Over the years, Mr. Gorham collected and preserved friendships like an art dealer treasures masterpieces. He was unfailingly loyal and knowledgeable, always the man to consult on life’s big decisions. On any given day, he would be as likely to be chatting with a friend from Little League as he would the dozens of fellow coaches and players he’d worked with along the way.
“He was called the Big Cat, unique only to Paul and his friends,” said Brown University head coach Phil Estes. “As a UNH Wildcat, he was bigger than life, an incredible athlete with a great wit and sharp with his tongue. Never try to outsmart him.
“The measure of a man is how he responds to adversity. Paul fought. Like the Big Cat.”
Mr. Gorham is survived by his wife, Noreen, son Matthew and daughter Emma; sister Margaret E. McCabe, of Dedham, Mass.; brother John Gorham of Dedham, Mass.; sister Mary Beth and her husband Larry Benoit of Cape Elizabeth, Maine; sister Jo-Anne of Freeport, Maine; and sister Kathryn and her husband Paul Connelly, of Scituate, Mass.; and dozens of much-loved cousins, nieces and nephews.
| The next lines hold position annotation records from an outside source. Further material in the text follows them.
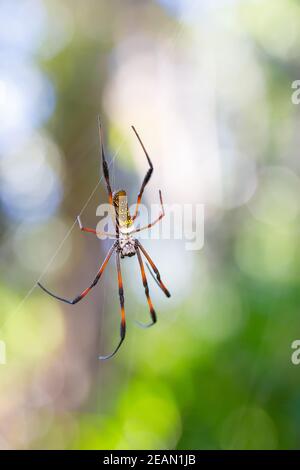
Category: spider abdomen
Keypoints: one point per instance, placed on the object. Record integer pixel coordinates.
(127, 246)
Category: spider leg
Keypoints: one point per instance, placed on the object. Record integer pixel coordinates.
(162, 214)
(157, 274)
(87, 290)
(145, 284)
(123, 320)
(147, 176)
(91, 230)
(104, 164)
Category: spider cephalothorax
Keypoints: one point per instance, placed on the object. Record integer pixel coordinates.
(120, 203)
(125, 244)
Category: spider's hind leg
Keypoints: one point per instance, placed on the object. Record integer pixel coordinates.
(145, 284)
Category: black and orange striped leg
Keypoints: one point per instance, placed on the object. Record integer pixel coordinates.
(87, 290)
(145, 284)
(147, 176)
(156, 220)
(157, 274)
(104, 164)
(123, 319)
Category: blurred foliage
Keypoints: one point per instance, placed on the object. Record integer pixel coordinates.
(216, 371)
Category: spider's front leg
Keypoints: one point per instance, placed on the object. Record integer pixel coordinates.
(147, 176)
(87, 290)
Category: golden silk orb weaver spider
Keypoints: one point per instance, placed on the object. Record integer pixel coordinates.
(125, 244)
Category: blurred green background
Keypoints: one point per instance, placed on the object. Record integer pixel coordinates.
(208, 86)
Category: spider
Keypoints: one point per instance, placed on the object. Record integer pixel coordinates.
(125, 244)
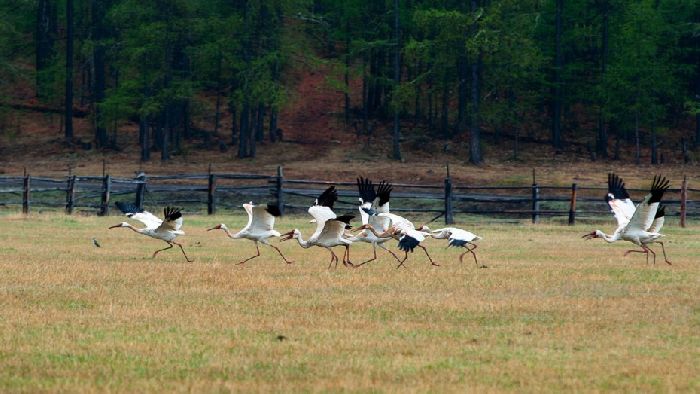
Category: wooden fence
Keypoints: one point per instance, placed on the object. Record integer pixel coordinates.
(96, 194)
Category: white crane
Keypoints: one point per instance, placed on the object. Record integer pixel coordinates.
(330, 228)
(260, 227)
(165, 230)
(374, 200)
(403, 230)
(644, 224)
(458, 238)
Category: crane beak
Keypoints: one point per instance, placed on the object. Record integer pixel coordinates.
(287, 236)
A memorial Mass will be said on Monday, June 18 at 11 a.m. at St. Bridget Church in Cheshire, Conn., to be followed by a Celebration of Life at the Wallingford Country Club in Wallingford, Conn., at 3 p.m. All are welcome. The Alderson-Ford Funeral Home of Cheshire, 615 South Main Street is in charge of arrangements.
In lieu of flowers, the family asks that donations be made to The Given Limb Foundation at givenlimb.org.